Belgium
Corporate - Taxes on corporate income
Last reviewed - 28 August 2024Corporate income tax (CIT)
In general, the tax base for CIT purposes is determined on an accrual basis and consists of worldwide income less allowed deductions. The rules are equally applicable to companies and PEs. It is assumed that all income received by a company is, in principle, business income. The income tax base is based on the Belgian Generally Accepted Accounting Principles (GAAP) financial statements of the company.
General rate
CIT is levied at a rate of 25%. This rate applies to both Belgian companies (subject to Belgian CIT) and Belgian permanent establishments (PEs) of foreign companies (subject to Belgian non-resident CIT).
Capital gains on qualifying shares realised when meeting all conditions are fully exempt, while non-qualifying shares are subject to the 25% rate.
Reduced rate
SMEs (based on article 1:24 of the Code for Companies and Associations, and provided several other conditions are met) are able to benefit from a reduced rate of 20% on the first bracket of EUR 100,000 profit.
Surcharge
A surcharge is due on the final CIT amount upon assessment. The surcharge can be avoided if sufficient advance tax payments are made (see Payment of tax in the Tax administration section for more information). For tax year 2025 (financial years ending 31 December 2024 and later), the surcharge is 9%.
Secret commissions tax
A special assessment of 100% is applicable to so-called ‘secret commissions’, which are any expenses of which the beneficiary is not identified properly by means of proper forms timely filed with the Belgian tax authorities. These expenses consist of:
- Commission, brokerage, trade, or other rebates, occasional or non-occasional fees, bonuses, or benefits in kind forming professional income for the beneficiaries.
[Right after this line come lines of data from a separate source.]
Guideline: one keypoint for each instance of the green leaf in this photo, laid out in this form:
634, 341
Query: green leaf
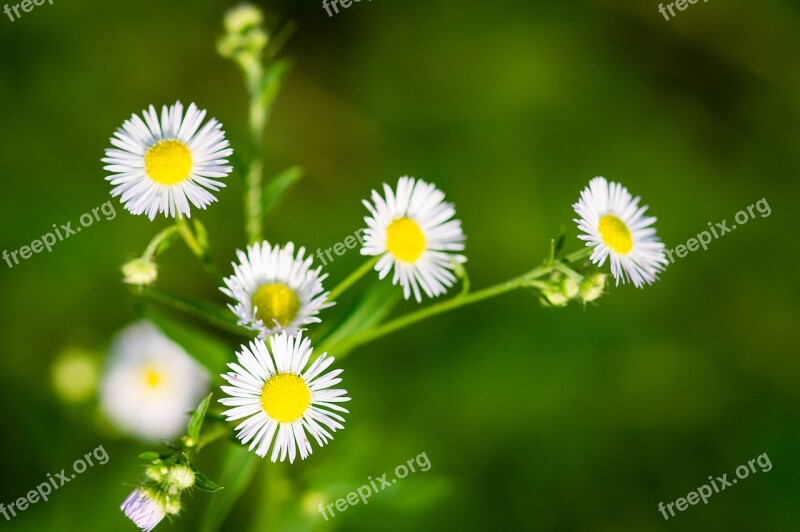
279, 185
203, 483
238, 468
201, 233
207, 350
371, 310
196, 423
214, 314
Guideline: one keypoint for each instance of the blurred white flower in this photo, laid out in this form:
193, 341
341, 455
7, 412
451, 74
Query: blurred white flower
144, 508
150, 384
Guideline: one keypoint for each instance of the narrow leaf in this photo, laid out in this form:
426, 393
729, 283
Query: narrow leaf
371, 310
238, 468
203, 483
196, 422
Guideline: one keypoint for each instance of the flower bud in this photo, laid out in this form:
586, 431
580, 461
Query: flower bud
141, 272
75, 375
592, 286
560, 291
155, 472
181, 477
242, 17
173, 506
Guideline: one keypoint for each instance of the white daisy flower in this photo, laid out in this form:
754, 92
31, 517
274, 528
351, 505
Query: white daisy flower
616, 227
144, 508
162, 165
413, 231
150, 384
279, 400
276, 290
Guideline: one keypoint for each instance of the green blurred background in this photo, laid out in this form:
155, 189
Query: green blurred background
532, 418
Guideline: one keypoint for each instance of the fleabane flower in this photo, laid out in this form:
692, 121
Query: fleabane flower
276, 289
150, 384
280, 399
413, 231
617, 228
145, 508
162, 165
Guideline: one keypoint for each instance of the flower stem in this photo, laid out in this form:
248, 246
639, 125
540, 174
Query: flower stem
201, 252
440, 308
254, 180
353, 278
165, 235
581, 254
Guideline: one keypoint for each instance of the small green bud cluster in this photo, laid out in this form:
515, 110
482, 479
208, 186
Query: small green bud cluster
166, 479
140, 272
565, 286
245, 37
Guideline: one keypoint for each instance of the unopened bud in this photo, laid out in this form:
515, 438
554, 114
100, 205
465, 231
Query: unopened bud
593, 286
173, 506
141, 272
242, 17
181, 477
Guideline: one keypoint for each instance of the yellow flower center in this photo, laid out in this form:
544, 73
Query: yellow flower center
615, 234
152, 378
168, 162
405, 240
285, 397
275, 302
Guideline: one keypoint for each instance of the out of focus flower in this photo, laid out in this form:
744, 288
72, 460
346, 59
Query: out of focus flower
145, 507
413, 231
150, 383
279, 399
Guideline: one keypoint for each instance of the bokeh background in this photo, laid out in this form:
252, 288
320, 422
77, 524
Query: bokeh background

- Remuneration or similar indemnities paid to personnel members or former personnel members of the paying company.
- Lump-sum allowances granted to staff members as reimbursement of actual costs proper to the employer. Although the reporting was extended to variable allowances as well, the omission to draw up forms in this case can only be sanctioned with an administrative fine, not with the application of the secret commissions tax.
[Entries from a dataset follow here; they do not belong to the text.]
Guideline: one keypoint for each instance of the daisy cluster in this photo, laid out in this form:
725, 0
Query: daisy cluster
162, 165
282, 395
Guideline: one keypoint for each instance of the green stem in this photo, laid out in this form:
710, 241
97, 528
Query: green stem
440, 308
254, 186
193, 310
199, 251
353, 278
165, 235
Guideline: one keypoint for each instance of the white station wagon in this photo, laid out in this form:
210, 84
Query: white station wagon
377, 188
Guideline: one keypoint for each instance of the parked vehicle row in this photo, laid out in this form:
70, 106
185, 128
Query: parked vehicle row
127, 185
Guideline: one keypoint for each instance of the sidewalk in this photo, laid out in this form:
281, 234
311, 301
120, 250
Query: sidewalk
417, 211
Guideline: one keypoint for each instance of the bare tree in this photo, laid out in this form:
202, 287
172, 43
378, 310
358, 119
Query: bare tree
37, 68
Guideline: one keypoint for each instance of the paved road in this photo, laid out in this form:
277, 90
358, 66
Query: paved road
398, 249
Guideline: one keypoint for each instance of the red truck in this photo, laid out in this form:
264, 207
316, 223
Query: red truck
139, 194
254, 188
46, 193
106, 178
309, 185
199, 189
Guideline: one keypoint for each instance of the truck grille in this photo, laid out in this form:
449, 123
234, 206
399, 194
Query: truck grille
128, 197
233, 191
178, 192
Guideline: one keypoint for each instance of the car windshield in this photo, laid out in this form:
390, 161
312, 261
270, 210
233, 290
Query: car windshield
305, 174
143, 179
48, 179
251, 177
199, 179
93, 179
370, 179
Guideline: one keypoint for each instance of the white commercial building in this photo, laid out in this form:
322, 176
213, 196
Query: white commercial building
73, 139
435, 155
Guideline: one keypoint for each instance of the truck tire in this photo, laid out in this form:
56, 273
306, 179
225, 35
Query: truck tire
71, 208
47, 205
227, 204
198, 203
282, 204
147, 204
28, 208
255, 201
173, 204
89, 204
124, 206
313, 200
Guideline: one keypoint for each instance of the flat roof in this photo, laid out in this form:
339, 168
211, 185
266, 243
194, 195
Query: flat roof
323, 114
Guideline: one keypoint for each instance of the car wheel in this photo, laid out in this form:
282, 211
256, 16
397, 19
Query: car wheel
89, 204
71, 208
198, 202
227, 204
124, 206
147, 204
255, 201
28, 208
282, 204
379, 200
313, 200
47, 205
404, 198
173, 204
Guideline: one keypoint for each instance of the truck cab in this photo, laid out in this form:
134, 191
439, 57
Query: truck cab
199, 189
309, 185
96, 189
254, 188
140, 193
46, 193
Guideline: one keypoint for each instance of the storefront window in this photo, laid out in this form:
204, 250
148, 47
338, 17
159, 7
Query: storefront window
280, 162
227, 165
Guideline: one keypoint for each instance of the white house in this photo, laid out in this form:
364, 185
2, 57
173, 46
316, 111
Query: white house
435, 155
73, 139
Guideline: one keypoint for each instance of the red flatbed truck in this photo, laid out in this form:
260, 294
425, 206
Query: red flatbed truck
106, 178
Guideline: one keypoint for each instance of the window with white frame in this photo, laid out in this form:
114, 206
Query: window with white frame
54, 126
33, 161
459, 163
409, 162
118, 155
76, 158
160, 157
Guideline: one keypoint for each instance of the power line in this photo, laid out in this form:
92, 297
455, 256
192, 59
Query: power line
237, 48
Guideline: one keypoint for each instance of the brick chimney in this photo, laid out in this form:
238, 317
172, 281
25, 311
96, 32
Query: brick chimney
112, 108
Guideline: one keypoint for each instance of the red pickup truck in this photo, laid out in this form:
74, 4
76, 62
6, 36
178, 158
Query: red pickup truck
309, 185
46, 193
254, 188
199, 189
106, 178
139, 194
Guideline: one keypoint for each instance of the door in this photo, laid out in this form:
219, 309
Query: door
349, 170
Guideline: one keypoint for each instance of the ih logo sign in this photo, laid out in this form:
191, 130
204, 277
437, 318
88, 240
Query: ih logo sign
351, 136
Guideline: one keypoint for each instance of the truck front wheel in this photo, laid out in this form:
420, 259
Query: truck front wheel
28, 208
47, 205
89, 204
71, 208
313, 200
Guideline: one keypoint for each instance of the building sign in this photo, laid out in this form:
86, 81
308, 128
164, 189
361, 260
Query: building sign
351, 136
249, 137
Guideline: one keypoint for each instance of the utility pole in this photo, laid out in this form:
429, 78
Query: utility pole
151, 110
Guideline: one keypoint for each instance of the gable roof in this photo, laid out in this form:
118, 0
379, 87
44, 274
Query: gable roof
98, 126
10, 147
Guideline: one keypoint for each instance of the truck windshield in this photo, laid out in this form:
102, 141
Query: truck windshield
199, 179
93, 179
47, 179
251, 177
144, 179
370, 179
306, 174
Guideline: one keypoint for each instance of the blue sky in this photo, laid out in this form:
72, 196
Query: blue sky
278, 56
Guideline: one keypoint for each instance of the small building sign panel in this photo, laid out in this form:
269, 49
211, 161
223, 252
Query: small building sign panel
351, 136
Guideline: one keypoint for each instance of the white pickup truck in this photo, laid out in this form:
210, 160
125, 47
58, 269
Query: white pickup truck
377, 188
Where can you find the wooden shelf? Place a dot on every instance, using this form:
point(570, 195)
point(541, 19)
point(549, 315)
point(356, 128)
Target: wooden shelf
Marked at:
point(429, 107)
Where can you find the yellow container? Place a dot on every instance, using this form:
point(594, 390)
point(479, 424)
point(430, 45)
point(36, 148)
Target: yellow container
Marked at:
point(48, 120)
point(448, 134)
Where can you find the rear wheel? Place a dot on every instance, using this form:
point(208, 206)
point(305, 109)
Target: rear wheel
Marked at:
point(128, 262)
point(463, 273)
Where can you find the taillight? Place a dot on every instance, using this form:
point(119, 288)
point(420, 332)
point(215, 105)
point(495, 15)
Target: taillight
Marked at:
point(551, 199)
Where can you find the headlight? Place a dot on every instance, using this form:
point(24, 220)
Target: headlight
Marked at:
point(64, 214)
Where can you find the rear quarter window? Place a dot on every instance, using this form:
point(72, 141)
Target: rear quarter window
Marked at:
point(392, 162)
- Copyrights and related rights income and the concession of these rights.
The secret commissions tax can be limited to 50% if certain conditions are met. In some cases, no secret commissions tax applies.
The special assessment is a non-deductible expense. As of 10 December 2022, secret commissions for which the special assessment is applied are also no longer tax deductible (subject to exceptions).
Minimum tax base ('basket rule')
A minimum tax base applies for companies with a taxable profit that exceeds EUR 1 million via the limitation of certain deductions. Deductions outside the basket are fully deductible. Deductions within the basket can only be claimed up to the amount of 70% of the profits exceeding the EUR 1 million threshold. The remaining 30% is fully taxable at the CIT rate. The threshold of 70% was temporarily replaced by 40% as of tax year 2024, associated with a taxable period beginning, at the earliest, on 1 January 2023. It has become 70% again as of tax year 2025, linked to a taxable period starting, at the earliest, on 1 January 2024, considering the law transposing the draft Council Directive (COM/2021/823) on ensuring a global minimum level of taxation for multinational groups in the European Union (so-called ‘Pillar Two’) has entered into force.
The deductions within the basket are the deduction of tax losses carried forward, the dividends-received deduction (DRD) carried forward, the innovation income deduction carried forward, and the notional interest deduction (NID) (both carried forward and incremental NID before it was abolished). Other deductions are excluded from the basket and thus fully deductible (e.g. current year tax losses, current year dividends-received deduction, current year innovation income deduction, investment deduction [both current year and carried forward]).
Taxable income of non-residents
Certain income attributed by a Belgian tax resident to a non-resident is taxable in Belgium. A paragraph in the BITC functions as a ‘catch all clause’ to tax certain payments made to a non-resident of Belgium.
The ‘catch all clause’ applies in case the following conditions are all met:
- Revenues stem from ‘any provision of services’.
- Revenues qualify as benefits or profit in the hands of the non-resident beneficiary.
- The services are provided to an individual tax resident in Belgium in the framework of one’s business activity, a corporation, a taxpayer subject to the legal entities tax, or a Belgian establishment.
- There are (in)direct links of interdependence between the foreign supplier and its Belgian client.
- Such revenues are taxable in Belgium according to a double tax treaty (DTT) or, in the absence of any DTT, if the non-resident taxpayer does not provide evidence that income is actually taxed in the state where the taxpayer is resident.
Given the condition of ‘any direct or indirect links of interdependence’, provision of services between non-related parties should thus, in principle, remain out of scope.
The rate amounts to 25% on the gross fee paid (resulting in an effective tax rate of 12.5%, as a lump sum deduction of 50% as professional expenses is allowed).
Local income taxes
No tax is levied on income at the regional or local level. Note that immovable assets (land, building, and possibly machinery and equipment) situated within the Belgian territory are, in principle, subject to an immovable withholding tax (WHT) that is levied locally.